Exactly. Debugging is one of the biggest problems with FP, and when you hear some prolific Haskell hackers talking about no longer being capable of understanding code they produced 10 years ago at the peak of their mental performance, it's difficult to commit to it exclusively.
> Debugging is one of the biggest problems with FP
I don't see why that's a problem with FP and not just the lack of tooling in most FP languages. Debugging in F# via Visual Studio is a breeze, and OCaml's time travelling debugger looks pretty good.
I guess if you start using nth-order functional compositions and everything is a recursion, it's super difficult to figure out what is going on from e.g. stack traces or just simple log statements. And often FP programs are more-less solutions to "puzzles" and to understand the solution you need to keep that "puzzle" on mind. Now what are you doing if you have multiple levels of "puzzles" at the same time and you need to connect two separate subsystems via some deep-level information exchange, given there are no mutable variables/singletons for you? I am sure anyone taking FP seriously hits this kind of problems regularly and they often take long time to come up with satisfactory pure implementations.

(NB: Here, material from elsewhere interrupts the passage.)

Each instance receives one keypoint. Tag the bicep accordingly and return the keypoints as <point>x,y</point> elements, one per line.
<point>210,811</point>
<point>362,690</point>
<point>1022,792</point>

Just a clarification for anybody else who might be reading this: there absolutely are mutable variables in pure fp languages like Haskell, you just have to explicitly ask for them (and reflect that fact in the type), i.e:
do
x <- newIORef 0
writeIORef x 2
print =<< readIORef x
will print 2. In fact, I'd argue that many times writing programs with mutable state is actually easier in Haskell/etc, especially when it comes to concurrency where something like software transactional memory [0] is invaluable (and more or less practically unusable in other ecosystems), if it fits your constraints.
For F#, is it a debugger designed for F# or just good integration with VS’s .net debugger? If the latter, I should mention that the problem remains even when using C# if your code gets too functional (e.g. getting rid of some LINQ for debuggability is a common trade off).
Indeed there are some quirks in VS 2015 even in C#, like writing a function as a generator isn't as pleasant as it could be. Haven't tried VS 2017 yet. I think we're a little spoiled on .NET though, we've forgotten how bad debugging is in other languages!
Interesting. Where do you hear that? What I've heard (and experienced) is that Haskell makes is easy to come back and understand code written a long time ago (because the language allows one to structure code very clearly).